Speaking at a lunch hosted by the Institute of Policy Studies, Ms Ho also revealed that Temasek's investment portfolio suffered net losses of more than $40 billion, or over 21 per cent, for the year to end-March.
Its economic profit or wealth added - which Temasek uses to measure its returns after deducting its cost of capital - was negative for the second consecutive year, she said. Further details will be released in its annual report, which is expected to be published in the last week of August.
Ms Ho's remarks were the first official indication of Temasek's performance for its most recent financial year, during which it came under fierce criticism for sustaining heavy losses on some of its investments, including a stake it had bought in Merrill Lynch in late 2007.

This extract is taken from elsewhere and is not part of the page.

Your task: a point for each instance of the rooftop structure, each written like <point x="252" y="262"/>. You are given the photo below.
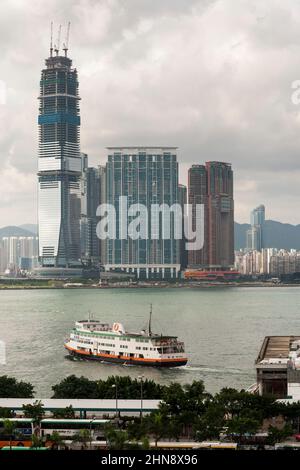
<point x="278" y="366"/>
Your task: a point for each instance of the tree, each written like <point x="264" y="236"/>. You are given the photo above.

Last December, the Finance Ministry - Temasek's sole shareholder - said its portfolio shrank 31 per cent, from $185 billion to $127 billion, between March 31 and Nov 30, 2008.
Asked about the shock departure last week of her would-be successor Charles 'Chip' Goodyear, Ms Ho said: 'I want to reaffirm that the decision was both mutual and amicable. We continue to hold Chip in very high regard for his professionalism and his integrity, so all those funny rumours you hear about his management style and all that, you can disregard.'
She also declined to say how long she would remain as Temasek's CEO, now that Mr Goodyear - who was supposed to take over from her on Oct 1 - has left. The firm's yearly CEO succession review, started in early 2005, will continue, and it will consider both internal and external candidates for the post, she said.
Temasek will also launch an updated charter later this year - seven years after the first Temasek Charter outlining its main aims was published in 2002, she said.
Despite the turbulent past year, Temasek remains 'very comfortable with Asia', to which it plans to maintain a portfolio exposure of 70 per cent or more, including its 30 per cent exposure to Singapore, she said. 'We can expect bumps along the way, but the longer term potential remains strong. By longer term, we mean 20, 30 years.'
Asked what she thought of the financial sector, given the battering that financial firms have suffered worldwide in recent months, she said it was possible that the industry would become less profitable due to stricter regulation.
But 'at this point, we are still fairly comfortable with financial services as one of the core sectors that reflect the economies that we are interested in', she added.